E esse propósito, para Jordan Belfort (Leonardo DiCaprio), é ser um milionário. O dinheiro é um fim, e não um meio. As drogas são uma forma de lidar com o ritmo avassalador da actividade, e uma forma de justificá-la. Porque o dinheiro resolve tudo, tudo se compra. Cocaína para acordar, comprimidos para as dores de costas e, claro, tudo o resto para não se confrontar com o facto de qualquer passo em falso nos poder enviar para a prisão e para a ruína. Quando confrontado com agentes do FBI que recusam um suborno, Belfort (DiCaprio) fica atónito e furioso, porque isso choca com tudo o que sabe sobre as pessoas: que toda a gente quer dinheiro. Aliás, existe uma cena particularmente engraçada no filme, quando o personagem diz aos seus sócios que toda a gente quer ficar rica – e depressa – e um dos seus interlocutores contesta com o exemplo dos Amish e dos “budas” (expressão do personagem, não minha), o que o leva a ficar perplexo, é algo que não cabe na concepção de “pessoa normal” – sua e, secretamente, do espírito dos tempos. Toda a gente quer ficar rica e, explorando isso, Jordan Belfort torna-se um milionário, casa com uma modelo e glorifica um estilo de vida opulento e hedónico. Porque quanto mais a sua riqueza for cobiçada, mais ambição existe para rentabilizar.

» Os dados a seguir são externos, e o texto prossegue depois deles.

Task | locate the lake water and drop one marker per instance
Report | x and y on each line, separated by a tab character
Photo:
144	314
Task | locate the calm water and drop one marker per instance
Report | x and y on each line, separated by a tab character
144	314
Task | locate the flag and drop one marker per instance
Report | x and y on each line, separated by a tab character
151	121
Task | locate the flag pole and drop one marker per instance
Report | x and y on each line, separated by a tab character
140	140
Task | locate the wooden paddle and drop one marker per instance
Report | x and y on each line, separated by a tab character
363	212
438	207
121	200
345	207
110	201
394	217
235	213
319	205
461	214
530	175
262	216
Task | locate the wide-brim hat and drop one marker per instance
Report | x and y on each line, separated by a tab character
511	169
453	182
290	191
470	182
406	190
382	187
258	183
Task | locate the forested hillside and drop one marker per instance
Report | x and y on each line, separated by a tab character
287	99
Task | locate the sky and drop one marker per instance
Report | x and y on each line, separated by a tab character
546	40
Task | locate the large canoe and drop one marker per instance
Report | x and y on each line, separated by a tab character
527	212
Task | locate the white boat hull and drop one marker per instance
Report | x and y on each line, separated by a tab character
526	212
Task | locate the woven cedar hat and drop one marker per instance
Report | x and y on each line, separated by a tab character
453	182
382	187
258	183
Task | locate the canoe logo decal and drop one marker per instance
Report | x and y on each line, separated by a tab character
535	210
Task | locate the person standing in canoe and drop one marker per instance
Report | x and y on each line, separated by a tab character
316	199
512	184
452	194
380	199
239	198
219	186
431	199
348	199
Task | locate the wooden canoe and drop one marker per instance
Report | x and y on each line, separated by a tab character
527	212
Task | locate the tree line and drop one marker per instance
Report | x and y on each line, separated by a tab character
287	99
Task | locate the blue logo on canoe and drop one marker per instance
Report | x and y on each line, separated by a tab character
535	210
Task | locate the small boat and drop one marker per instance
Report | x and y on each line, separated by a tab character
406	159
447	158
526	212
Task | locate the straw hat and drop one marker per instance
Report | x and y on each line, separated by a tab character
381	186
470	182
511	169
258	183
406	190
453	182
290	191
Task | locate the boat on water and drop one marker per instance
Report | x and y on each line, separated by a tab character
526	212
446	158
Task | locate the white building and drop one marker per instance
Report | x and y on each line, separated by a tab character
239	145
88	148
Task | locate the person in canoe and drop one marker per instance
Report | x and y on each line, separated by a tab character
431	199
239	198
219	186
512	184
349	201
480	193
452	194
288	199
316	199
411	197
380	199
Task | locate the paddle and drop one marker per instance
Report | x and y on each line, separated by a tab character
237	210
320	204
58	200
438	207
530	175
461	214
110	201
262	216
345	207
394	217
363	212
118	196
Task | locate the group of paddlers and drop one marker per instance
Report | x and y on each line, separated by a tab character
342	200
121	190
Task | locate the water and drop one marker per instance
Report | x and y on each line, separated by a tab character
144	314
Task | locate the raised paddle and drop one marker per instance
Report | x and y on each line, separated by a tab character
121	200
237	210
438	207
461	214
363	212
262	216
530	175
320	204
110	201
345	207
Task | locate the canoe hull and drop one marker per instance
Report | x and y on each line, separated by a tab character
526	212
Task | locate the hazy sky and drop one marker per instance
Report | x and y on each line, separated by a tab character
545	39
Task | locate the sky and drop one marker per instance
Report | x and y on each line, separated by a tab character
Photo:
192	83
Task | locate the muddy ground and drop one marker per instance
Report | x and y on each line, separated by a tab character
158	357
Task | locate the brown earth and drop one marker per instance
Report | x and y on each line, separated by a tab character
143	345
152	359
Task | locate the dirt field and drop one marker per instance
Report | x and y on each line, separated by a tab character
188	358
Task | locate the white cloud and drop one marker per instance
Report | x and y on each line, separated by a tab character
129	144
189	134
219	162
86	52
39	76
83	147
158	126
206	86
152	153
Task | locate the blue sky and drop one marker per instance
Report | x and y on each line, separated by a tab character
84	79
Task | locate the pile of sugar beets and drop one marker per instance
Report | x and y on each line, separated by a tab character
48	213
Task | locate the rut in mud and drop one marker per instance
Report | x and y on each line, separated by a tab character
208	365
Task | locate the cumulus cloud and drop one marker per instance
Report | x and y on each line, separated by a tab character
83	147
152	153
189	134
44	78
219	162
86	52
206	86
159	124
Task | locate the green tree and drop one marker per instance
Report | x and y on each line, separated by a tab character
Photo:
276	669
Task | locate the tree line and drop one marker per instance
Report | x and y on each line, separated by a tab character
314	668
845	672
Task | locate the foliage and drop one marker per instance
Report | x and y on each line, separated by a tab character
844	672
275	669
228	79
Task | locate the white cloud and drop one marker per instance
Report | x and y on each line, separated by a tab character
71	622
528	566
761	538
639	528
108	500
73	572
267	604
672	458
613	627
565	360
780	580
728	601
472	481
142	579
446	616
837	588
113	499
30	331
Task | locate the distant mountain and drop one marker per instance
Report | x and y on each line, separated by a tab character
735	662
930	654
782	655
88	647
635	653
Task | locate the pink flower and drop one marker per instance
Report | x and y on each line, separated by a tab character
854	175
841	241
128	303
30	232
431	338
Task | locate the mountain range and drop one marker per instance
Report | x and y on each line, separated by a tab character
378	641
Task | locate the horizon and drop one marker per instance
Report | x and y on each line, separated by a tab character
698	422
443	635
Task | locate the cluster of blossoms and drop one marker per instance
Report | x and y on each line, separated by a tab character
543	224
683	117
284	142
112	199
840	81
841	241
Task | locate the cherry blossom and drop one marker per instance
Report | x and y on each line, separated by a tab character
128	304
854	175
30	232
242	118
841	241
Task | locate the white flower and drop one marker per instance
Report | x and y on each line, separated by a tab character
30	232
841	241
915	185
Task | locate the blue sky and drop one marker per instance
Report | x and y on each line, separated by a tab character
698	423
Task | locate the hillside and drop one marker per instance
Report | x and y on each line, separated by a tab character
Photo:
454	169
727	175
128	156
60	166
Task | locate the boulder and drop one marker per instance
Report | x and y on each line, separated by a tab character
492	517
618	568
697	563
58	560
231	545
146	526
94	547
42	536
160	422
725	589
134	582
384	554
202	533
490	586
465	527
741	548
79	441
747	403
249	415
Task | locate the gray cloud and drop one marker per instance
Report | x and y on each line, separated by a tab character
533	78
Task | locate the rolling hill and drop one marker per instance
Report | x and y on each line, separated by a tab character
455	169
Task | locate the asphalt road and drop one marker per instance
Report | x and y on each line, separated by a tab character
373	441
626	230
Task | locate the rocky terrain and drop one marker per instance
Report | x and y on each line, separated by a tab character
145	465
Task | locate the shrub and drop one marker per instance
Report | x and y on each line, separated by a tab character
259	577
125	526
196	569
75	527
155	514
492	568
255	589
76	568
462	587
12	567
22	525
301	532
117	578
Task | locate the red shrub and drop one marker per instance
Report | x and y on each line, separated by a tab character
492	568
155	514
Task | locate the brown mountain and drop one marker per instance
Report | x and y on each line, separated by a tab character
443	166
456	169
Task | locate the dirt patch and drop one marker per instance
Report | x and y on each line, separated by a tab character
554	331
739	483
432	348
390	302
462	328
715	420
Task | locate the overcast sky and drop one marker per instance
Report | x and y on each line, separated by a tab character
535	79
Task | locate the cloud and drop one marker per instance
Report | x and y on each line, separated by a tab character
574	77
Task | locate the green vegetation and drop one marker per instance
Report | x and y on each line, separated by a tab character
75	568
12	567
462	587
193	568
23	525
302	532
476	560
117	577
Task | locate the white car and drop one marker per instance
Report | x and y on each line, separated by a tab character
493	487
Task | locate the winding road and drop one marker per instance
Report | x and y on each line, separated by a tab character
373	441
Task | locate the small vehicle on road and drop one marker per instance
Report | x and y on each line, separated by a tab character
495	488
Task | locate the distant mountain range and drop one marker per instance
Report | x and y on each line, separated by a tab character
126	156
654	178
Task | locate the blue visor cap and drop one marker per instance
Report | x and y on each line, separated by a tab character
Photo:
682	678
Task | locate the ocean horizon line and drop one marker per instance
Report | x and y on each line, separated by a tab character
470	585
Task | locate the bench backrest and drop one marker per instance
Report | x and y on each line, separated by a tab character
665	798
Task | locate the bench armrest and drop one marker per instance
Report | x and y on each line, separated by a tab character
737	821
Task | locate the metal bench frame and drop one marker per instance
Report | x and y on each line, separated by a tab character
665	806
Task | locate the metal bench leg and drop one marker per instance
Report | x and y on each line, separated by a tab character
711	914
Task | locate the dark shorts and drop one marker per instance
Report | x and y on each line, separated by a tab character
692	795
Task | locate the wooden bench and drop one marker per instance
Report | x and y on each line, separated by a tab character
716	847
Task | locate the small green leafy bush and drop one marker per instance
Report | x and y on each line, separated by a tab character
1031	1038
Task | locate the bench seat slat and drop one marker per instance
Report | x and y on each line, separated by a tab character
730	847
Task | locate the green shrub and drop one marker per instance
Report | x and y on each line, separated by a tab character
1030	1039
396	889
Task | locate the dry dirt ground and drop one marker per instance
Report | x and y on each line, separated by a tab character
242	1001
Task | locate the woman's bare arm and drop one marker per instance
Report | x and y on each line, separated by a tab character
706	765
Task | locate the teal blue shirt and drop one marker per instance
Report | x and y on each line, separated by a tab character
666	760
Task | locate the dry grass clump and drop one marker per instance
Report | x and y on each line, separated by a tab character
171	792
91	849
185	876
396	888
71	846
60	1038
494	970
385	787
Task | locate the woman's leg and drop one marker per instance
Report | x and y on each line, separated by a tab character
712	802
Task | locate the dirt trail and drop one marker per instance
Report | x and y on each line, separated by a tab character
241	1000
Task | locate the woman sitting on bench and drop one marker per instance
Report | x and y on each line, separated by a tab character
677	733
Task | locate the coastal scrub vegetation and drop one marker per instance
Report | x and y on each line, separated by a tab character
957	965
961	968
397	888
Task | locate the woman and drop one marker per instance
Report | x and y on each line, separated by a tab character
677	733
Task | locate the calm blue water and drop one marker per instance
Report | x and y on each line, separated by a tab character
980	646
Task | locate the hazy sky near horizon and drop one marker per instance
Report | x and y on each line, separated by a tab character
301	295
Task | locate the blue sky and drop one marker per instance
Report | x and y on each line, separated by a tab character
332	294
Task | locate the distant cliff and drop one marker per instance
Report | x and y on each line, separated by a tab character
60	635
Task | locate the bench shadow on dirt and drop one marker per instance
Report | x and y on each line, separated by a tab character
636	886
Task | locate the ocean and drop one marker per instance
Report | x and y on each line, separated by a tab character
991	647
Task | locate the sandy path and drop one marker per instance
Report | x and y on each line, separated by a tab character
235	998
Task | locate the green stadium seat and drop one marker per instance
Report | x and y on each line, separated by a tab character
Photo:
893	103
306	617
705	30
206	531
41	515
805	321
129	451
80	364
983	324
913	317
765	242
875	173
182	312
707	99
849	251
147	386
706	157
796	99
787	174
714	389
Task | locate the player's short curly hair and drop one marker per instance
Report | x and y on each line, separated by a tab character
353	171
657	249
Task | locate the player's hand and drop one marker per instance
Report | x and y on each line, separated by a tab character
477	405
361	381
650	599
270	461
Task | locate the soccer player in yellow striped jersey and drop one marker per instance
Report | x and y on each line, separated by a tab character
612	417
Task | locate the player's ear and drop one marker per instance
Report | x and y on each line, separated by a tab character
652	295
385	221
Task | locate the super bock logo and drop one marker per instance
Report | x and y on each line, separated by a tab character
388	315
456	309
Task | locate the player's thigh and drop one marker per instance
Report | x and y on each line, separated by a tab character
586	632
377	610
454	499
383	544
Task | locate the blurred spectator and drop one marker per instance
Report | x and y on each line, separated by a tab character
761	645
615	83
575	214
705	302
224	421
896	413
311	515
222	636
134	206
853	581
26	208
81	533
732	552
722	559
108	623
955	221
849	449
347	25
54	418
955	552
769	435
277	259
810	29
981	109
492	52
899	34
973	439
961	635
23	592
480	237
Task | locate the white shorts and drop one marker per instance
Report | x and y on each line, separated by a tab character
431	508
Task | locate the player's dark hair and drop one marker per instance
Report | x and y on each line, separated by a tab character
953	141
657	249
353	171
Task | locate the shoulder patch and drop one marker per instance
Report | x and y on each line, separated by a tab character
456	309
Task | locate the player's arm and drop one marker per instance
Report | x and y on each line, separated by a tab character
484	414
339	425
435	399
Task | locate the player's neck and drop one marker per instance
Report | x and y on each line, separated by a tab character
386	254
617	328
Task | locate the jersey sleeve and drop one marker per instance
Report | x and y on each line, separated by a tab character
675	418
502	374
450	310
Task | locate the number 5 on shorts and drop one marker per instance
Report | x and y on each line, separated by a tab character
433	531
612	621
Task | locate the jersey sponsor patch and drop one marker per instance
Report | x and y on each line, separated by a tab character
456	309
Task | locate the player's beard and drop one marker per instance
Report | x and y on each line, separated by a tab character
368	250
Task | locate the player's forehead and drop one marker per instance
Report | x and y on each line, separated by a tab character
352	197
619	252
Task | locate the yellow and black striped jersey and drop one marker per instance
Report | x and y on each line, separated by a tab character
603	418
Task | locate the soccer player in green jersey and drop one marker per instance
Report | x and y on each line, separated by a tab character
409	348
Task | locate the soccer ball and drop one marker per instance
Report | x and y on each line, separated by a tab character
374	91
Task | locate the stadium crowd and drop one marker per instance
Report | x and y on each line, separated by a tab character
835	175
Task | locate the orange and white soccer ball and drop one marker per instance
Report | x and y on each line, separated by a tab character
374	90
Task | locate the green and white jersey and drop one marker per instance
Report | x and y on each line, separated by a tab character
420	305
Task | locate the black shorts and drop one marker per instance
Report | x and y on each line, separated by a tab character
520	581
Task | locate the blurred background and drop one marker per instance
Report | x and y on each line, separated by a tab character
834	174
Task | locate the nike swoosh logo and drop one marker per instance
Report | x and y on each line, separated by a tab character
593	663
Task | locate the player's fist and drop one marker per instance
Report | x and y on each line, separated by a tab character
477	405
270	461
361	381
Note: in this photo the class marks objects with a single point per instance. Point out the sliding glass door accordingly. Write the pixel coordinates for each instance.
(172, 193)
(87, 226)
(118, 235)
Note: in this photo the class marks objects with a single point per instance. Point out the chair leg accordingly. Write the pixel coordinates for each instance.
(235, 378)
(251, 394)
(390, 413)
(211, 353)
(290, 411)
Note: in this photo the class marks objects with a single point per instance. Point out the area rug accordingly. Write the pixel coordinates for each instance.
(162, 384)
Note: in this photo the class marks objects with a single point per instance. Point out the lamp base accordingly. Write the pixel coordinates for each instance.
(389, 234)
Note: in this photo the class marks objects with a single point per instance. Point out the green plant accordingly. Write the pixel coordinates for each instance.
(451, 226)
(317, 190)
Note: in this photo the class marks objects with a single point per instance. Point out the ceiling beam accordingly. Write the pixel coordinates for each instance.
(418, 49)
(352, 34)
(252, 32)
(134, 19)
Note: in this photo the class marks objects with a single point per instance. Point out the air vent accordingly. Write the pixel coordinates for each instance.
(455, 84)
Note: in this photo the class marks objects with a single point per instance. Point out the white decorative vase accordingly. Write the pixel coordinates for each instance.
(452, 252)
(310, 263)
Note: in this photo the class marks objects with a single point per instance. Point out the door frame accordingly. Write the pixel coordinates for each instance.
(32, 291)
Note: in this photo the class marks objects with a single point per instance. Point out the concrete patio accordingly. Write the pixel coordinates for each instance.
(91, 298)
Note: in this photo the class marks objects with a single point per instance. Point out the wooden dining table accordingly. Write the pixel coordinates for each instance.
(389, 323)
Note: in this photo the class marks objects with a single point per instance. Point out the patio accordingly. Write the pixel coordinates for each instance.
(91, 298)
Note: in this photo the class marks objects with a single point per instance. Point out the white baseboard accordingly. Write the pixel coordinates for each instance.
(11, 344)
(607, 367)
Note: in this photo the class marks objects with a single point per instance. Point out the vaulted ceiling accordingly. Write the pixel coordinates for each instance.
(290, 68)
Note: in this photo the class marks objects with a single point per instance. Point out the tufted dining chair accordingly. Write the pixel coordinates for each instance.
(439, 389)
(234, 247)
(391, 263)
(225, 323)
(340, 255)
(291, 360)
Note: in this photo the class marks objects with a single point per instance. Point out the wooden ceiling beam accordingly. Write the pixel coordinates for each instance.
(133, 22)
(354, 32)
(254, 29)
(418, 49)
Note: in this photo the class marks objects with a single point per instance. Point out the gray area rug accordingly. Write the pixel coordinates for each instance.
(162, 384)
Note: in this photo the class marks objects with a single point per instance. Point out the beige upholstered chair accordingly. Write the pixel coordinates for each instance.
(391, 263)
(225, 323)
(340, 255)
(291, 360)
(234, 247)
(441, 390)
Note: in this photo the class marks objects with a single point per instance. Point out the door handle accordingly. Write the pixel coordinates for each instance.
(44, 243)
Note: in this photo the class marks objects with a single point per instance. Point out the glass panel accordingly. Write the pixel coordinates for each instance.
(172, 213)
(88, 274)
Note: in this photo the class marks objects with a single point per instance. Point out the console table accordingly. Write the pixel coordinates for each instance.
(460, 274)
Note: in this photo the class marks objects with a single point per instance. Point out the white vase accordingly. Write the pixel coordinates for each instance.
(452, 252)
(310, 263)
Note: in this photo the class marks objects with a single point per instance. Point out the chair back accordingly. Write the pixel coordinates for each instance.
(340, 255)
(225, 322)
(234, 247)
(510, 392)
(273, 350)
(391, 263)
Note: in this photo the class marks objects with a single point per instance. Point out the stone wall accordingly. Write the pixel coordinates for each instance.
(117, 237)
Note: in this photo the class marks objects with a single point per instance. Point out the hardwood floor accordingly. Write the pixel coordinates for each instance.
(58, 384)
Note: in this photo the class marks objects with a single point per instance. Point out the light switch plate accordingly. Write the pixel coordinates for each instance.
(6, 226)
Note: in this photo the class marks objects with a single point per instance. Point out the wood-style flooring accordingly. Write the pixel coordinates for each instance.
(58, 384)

Desde Melies que o cinema é uma arte do engano, da ilusão. O Lobo de Wall Street encaixa nessa concepção, o espectador é iludido, enganado e desenganado várias vezes durante o filme. Outra coisa não poderia acontecer. A ilusão é o tema central desta obra. É a forma como a ilusão tem um papel tão importante nas nossas vidas. É a ilusão de que é possível ficar muito rico com pouco esforço que permite a Belfort seduzir os seus clientes. É a ilusão de que chegar ao topo está ao alcance de qualquer um que seduz o batalhão de funcionários que trabalham para si. E, acima de tudo, é a ilusão de que ter dinheiro e gastá-lo é a máxima satisfação. Belfort é vítima e autor dessa ilusão que cultiva nos outros e que o faz continuar e querer sempre mais. No fim, tudo remonta à venda da caneta, a criar a necessidade. Mas o engano é pensar que podemos sempre enganar outro, e que a voracidade dos nossos desejos e ilusões não irá um dia prestar contas connosco.